16 Şubat 2017 Perşembe

FIRSAT GEÇMEDEN SÂLİH AMELLER İŞLE




قَالَ اللهُ تَعَالَى: وَهُمْ يَصْطَرِخُونَ فِيهَا رَبَّنَا أَخْرِجْنَا نَعْمَلْ صَالِحًا غَيْرَ الَّذِي كُنَّا نَعْمَلُ أَوَلَمْ نُعَمِّرْكُمْ مَا يَتَذَكَّرُ فِيهِ مَنْ تَذَكَّرَ وَجَاءَكُمُ النَّذِيرُ فَذُوقُوا فَمَا لِلظَّالِمِينَ مِنْ نَصِيرٍ
(سورة فاطر, 37)
الله تعالى شويله بيوردى ( مئآلا )  : " اونلر ( كافرلر ) اوراده شويله فرياد أدرلر : أى ربمز بزى جهنمدن جقار ، ( تكرار دنيايه كوندركى ) يابتغمز عمللردن باشقه صالح عمل إشليه لم . ( اونلره شويله دنلر : ) يا ، سزه دوشونه جك اولانين دوشونه جكى قدار عُمور ورمدكمى ؟ هم سزه بيغمبر ده كلدى . او حالده ( عذابى ) تادن . جونكى ظالملرى قورتارجق يوقدر ."
Allâhü Teâlâ şöyle buyurdu (meâlen): "Onlar (kafirler) orada şöyle feryad ederler: Ey Rabbimiz, bizi (cehennemden) çıkar, (tekrar dünyaya gönder ki) yaptığımız amellerden başka sâlih amel işyelelim. (Onlara şöyle denilir:) Ya, size düşünecek olanın düşüneceği kadar ömür vermedik mi? Hem size peygamber de geldi. O halde (azabı) tadın. Çünkü zâlimleri kurtaracak yoktur." 
(Fâtır sûresi, âyet 37)
Hicrî:   19  Cemâziyelevvel   1438  Fazilet Takvimi 

FIRSAT GEÇMEDEN SÂLİH AMELLER İŞLE


Tâbiînden fakîh İbrahim et-Teymî (r.a.) şöyle dedi:
Kendimi cennette düşündüm.
Cennet meyvelerinden yiyorum, nehirlerinden içiyorum. Hûrilerle beraberim, cennetin bütün nimetlerinden istifade ediyorum.
Sonra kendimi cehennemde düşündüm.
Zincir ve halkalara vurulmuşum, zakkum ağacından yiyorum, irinli sudan içiyorum. Nefsime:
“Ey nefsim, şu halde sen ne istersin?” diye sordum. Nefsim,
“Tekrar dünyaya dönüp sâlih ameller işlemeyi isterim” deyince şöyle dedim:
“İşte senin istediğin şey. Şimdi dünyadasın. Haydi, o halde sâlih ameller işle.” (Muhâsebetü’n-Nefs, İbn-i Ebi’d-Dünyâ)

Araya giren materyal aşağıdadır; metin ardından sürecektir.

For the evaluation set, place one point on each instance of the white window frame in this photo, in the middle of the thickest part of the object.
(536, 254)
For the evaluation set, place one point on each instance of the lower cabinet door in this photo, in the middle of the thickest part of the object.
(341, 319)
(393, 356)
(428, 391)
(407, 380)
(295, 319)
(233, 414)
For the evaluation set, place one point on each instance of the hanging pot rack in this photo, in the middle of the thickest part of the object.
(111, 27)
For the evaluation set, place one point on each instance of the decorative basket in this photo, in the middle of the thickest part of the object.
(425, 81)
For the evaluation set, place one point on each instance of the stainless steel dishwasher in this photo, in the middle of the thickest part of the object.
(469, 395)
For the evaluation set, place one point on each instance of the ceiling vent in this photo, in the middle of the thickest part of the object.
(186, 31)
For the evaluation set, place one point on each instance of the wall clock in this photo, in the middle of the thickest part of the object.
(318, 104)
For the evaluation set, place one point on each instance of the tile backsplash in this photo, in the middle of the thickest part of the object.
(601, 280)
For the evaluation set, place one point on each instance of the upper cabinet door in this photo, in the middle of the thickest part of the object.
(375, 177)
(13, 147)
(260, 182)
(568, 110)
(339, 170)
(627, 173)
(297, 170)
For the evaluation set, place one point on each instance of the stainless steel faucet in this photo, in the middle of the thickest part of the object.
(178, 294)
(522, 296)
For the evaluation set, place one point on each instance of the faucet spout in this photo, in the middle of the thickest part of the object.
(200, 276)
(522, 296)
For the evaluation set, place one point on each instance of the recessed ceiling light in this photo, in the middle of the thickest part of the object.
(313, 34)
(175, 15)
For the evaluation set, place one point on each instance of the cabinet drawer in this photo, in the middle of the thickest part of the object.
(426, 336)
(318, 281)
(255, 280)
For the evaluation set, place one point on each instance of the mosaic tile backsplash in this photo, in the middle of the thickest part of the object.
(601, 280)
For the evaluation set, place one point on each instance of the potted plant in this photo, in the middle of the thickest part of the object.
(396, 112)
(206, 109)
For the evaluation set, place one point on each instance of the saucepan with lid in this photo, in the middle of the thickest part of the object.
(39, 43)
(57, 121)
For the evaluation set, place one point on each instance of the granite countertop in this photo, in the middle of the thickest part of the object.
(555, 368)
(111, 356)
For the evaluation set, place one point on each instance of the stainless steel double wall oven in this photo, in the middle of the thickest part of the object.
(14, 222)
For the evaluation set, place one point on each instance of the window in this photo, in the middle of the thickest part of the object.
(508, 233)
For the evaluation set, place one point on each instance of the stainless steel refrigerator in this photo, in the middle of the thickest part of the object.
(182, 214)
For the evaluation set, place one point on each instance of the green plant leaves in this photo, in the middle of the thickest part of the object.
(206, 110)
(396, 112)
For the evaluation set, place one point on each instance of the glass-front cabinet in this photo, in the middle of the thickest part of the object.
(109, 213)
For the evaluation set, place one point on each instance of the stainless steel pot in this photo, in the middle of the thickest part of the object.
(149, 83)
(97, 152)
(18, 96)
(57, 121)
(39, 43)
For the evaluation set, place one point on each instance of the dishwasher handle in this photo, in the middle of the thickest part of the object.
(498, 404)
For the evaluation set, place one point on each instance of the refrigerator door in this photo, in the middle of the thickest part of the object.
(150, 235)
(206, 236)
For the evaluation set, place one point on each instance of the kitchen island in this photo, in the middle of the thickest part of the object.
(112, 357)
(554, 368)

İLMİHAL: İMAMIN SESİ İŞİTİLMİYORSA

Cemaatle namaz kılınırken imam ile cemaatin yerleri hükmen bir olmalıdır. Aralarında yüksek bir duvar olup imam görülmez veya sesi işitilmezse imama uymak sahih olmaz.
İmamın sesi kâfi gelmezse cemaatten biri tarafından iftitah ve intikal tekbirleri cehren (sesli) alınır. Rükûdan kalkarken cehren ‘Rabbenâ leke'l-hamd' denilir. Selâm da cehren verilir. Bu, bir tebliğ ve i'lamdır. Şu kadar var ki tekbirler alınırken -sırf duyurmak için değil- iftitah ve intikal tekbiri niyetiyle alınmalıdır.
Eğer ilk tekbirde tahrîmeye yani namaza başlamaya niyet edilmezse bu tekbirle, namaza başlamış olamaz. Diğerleri de tesbih, tahmid, intikal tekbirleri olarak alınmazsa sevaptan mahrum olur.
İmamın sesi yettiği takdirde tebliğ etmek mekruh olur.

BEYİT:

Çeşm-i insâf gibi kâmile mîzân olmaz
Kişi noksânını bilmek gibi irfân olmaz (Tâlib)
(Olgun bir kişi için insaf gibi ölçü olmaz, en büyük irfan kişinin noksanını bilmesidir.)